PROBLEM SOLVED!!! :grin:

I GOT THE LINK TO A RESTORE PROGRAM

GREETS. JERONIMO


----------



## Fedayka

hello
would you mind telling what program did you use?

thanks


----------



## Fedayka

Ok, for people who want to recover hidden files/folders that were hidden by Free Hide Folder, use the program Total Commander to do so...

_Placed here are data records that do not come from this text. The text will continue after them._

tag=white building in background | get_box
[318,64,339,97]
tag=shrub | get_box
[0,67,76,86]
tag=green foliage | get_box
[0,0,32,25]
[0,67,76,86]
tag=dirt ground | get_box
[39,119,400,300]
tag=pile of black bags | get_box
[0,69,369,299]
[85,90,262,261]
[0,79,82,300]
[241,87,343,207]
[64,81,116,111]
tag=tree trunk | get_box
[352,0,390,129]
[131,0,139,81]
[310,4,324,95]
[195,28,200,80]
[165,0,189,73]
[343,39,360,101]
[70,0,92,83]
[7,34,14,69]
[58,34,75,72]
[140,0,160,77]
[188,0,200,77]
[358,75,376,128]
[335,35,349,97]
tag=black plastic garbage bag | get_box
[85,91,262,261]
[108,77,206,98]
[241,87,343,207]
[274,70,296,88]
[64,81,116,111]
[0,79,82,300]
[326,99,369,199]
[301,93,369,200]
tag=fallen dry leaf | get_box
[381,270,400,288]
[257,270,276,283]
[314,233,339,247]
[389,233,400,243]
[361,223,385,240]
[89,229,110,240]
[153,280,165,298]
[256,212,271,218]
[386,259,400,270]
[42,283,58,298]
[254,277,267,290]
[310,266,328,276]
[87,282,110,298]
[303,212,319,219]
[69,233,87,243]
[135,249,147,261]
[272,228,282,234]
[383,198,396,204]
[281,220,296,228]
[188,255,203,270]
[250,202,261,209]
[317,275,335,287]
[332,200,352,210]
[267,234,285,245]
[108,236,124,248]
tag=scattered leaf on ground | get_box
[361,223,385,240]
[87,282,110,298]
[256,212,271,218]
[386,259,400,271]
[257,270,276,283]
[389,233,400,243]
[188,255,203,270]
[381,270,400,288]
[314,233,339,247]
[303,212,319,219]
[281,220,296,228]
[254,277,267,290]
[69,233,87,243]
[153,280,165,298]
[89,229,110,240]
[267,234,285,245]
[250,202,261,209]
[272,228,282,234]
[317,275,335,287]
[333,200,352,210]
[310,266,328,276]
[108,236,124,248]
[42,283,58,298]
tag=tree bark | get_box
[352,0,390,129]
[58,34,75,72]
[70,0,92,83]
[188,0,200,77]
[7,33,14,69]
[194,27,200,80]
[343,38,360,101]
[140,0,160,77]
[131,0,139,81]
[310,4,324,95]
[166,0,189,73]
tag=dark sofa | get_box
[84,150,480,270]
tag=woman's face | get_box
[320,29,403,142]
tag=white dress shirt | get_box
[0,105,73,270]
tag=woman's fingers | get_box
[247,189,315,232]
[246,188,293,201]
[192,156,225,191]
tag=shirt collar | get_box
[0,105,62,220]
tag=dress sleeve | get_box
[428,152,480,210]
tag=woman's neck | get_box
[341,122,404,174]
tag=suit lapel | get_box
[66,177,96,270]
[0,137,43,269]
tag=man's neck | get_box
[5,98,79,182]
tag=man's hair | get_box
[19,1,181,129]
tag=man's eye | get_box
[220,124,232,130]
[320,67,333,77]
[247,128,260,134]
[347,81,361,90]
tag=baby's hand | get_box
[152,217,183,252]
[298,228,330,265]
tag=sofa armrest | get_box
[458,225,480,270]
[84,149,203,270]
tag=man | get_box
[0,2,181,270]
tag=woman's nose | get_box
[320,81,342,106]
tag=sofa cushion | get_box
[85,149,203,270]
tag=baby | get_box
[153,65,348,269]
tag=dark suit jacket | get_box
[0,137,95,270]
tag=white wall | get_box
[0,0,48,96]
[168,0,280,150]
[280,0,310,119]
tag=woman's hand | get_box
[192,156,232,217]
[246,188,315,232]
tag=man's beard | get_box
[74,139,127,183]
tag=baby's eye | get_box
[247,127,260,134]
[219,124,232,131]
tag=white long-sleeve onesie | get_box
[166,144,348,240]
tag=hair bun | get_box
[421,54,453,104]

The Free Hide Folder simply renames your folder and set it to be like a System Folder... so, using the Total Commander Software, look for a nasty renamed system folder where your folder should be and copy your files to another place.

That's it..


----------



## amitku.mib

can u please elaborate on how to restore hidden folder. I have same problem. I downloaded total commander but do not know how to use it. PLEASE provide step by step detail.


----------



## macer

Fedayka:

Could you please tell us how u managed to restore your files with Total Commander because i have the same problem and lost about 2gb of pictures when using Free Hide Folder and now i can`t find them on the drive, very frustrating so if you please could guide me on using TC i would appreciate it very much.

Thanks in advance.
Macer.


----------



## quetzalito2k

This may be too late but wanted to tell you that they have this utility to restore your files the only problem is that they do not tell you how to use it. You can download the restore tool from http://www.cleanersoft.com/download/tools/Restore.exe. 

Before you install this utility you have to uninstall FHF. I will contact them to see if they have instructions as of how do to this.

If any of you finds the way to use this restore program please let me know.


----------